The study found that about half of the rural low-income families studied were "food insecure," defined as the limited or uncertain availability of nutritionally adequate and safe food. Olson and her co-authors interviewed 316 low-income families with children in 24 rural counties in 14 states. They found that after controlling for income and financial resources, one of the most significant factors in predicting whether a family was food insecure was how many food and financial skills the mother used. The more skills she used, such as managing bills, making a budget, stretching foods and preparing meals, the less likely she was to have a food-insecure household.

"This study is important because it's the first to show how important the food and financial skills and the health of the mother are in predicting whether a family is food insecure or not," said Olson.

The researchers also found that while about three-fourths of the families in the study had a high level of food and financial skills, about 40 percent of those with such skills were still food insecure, while more than 80 percent of those with lesser skills were food insecure.

"Our findings suggest that education in life skills, such as those taught by Cornell Cooperative Extension and the Expanded Food and Nutrition Education Program, appear to be important ways to promote food security," Olson concluded. "To reduce food insecurity across rural America, health care at an affordable cost for both mental health problems and physical disabilities also is central."

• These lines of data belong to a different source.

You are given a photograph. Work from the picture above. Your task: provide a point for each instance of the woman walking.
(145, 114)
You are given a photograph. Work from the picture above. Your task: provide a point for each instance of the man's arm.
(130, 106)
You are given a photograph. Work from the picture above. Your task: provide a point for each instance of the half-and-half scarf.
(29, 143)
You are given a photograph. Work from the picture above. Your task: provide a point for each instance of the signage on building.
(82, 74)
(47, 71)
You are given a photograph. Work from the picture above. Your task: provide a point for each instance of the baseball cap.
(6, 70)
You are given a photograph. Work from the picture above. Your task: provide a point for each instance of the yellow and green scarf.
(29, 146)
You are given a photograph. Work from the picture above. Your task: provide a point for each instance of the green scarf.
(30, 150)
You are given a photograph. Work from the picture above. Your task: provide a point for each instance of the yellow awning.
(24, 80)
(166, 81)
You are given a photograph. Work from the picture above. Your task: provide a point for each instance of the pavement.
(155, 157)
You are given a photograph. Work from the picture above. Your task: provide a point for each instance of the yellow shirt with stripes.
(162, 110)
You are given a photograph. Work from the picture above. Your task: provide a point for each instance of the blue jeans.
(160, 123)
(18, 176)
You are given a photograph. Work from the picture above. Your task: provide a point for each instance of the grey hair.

The data for this paper was collected as part of the Rural Families Speak project. The study was supported by the Cornell Agricultural Experiment Station federal formula funds, Multistate Project NC-223 received from Cooperative State Research, Education and Extension Service, U.S. Department of Agriculture. It was co-authored by Kendra Anderson, former research support aide at Cornell; Elizabeth Kiss of Purdue University, Frances Lawrence of Louisiana State University Agricultural Center; and Sharon Seiling of Ohio State University.